Victime d’escroquerie d’un présumé officiel de la National Housing Développement Corporation (NHDC), Désirée S. veut que justice lui soit faite. Les faits se seraient produits en 2019, alors que notre victime entreprenait des démarches pour obtenir un logement social. Cela faisait plus de dix années que Désirée était inscrite sur la liste d’attente de la NHDC, sans qu’elle n’ait reçu de réponse de leur part.

À un moment donné, Désirée s’était vu être attribué une maison qu’elle refusa d’emménager. Une décision motivée par le fait que le logement se trouvait dans un endroit éloigné.

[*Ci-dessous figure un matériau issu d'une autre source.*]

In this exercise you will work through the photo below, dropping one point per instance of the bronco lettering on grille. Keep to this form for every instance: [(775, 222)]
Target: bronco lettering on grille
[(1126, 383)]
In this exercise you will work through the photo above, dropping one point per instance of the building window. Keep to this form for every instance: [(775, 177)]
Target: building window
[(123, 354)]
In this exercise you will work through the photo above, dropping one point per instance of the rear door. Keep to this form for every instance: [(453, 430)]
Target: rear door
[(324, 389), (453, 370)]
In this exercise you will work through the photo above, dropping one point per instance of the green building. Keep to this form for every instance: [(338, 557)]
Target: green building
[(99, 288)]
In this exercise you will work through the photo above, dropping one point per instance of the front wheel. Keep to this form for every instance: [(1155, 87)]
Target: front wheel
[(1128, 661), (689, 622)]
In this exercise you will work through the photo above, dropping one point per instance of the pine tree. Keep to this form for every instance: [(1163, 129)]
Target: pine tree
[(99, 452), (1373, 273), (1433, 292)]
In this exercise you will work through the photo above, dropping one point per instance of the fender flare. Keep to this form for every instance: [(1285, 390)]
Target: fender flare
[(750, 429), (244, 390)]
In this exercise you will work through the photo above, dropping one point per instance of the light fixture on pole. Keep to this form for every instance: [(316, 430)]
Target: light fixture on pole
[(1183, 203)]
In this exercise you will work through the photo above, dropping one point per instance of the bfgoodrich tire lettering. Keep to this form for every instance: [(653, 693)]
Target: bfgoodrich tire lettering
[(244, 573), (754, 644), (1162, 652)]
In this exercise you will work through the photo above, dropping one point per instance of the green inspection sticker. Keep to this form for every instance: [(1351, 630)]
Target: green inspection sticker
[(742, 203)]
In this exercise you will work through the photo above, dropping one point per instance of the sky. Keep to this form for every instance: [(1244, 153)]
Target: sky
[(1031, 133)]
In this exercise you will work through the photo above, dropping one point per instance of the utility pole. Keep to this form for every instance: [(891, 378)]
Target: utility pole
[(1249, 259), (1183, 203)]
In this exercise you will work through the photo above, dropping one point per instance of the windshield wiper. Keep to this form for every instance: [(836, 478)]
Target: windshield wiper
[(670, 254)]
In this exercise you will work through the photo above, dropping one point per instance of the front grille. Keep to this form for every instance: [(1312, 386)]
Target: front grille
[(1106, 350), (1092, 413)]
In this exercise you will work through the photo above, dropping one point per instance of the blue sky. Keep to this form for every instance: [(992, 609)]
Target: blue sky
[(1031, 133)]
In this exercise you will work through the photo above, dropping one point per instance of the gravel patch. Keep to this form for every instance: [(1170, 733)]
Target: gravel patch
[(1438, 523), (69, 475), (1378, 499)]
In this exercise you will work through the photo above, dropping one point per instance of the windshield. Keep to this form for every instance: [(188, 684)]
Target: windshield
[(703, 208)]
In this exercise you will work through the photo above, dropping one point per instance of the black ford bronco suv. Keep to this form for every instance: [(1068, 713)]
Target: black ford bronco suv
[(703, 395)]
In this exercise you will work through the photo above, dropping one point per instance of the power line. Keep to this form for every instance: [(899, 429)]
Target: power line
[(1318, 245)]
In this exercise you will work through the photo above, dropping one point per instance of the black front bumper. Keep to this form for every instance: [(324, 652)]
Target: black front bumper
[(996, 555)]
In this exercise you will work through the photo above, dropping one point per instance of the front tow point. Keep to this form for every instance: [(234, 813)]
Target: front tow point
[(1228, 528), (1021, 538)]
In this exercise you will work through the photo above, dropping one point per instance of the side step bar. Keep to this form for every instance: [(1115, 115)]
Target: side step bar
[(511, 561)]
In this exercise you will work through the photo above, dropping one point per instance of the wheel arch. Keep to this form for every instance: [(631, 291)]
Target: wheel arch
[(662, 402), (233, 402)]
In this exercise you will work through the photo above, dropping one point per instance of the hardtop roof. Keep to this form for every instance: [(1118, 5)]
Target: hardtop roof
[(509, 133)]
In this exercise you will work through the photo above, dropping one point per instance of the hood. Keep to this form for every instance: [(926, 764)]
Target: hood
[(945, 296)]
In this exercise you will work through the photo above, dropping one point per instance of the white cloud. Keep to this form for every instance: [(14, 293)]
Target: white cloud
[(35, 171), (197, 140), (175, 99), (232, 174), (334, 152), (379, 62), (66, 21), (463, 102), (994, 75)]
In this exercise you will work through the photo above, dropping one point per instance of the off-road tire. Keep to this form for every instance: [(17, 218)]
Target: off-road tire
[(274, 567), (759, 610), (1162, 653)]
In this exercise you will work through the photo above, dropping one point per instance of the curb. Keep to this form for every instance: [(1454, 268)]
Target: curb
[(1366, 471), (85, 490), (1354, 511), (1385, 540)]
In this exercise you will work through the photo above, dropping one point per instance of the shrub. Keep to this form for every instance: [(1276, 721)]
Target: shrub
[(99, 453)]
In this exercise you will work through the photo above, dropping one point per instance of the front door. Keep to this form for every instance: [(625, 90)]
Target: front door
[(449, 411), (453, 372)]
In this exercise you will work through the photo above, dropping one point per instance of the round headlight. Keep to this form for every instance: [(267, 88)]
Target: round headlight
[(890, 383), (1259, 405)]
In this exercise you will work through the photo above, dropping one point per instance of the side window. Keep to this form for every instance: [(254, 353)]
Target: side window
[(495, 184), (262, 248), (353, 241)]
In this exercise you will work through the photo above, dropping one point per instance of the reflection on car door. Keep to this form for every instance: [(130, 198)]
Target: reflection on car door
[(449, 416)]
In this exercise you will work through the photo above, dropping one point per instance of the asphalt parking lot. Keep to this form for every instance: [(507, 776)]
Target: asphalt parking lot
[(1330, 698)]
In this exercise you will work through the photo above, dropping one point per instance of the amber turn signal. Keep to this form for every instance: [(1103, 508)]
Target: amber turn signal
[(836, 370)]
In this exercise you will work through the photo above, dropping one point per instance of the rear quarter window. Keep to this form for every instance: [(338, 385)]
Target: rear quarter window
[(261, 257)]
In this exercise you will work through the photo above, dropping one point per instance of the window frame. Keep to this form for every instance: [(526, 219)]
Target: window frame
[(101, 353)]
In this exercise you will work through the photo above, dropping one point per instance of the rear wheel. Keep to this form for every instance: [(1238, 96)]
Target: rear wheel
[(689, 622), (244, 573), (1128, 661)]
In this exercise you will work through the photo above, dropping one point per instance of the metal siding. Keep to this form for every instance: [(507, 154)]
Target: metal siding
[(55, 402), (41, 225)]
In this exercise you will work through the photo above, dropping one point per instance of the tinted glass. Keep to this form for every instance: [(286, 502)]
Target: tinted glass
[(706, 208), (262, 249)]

Suite à cela, elle ira se plaindre de sa misère à un proche qui lui conseillera d’adopter une méthode moins conventionnelle.

Cette dernière ira se tourner vers deux illustres inconnus, dont l’un qui s’est présenté comme étant un représentant de la NHDC. Une démarche qui aurait pour but de faciliter les démarches de Désirée. Une décision qui sera le début d’un long processus pénible.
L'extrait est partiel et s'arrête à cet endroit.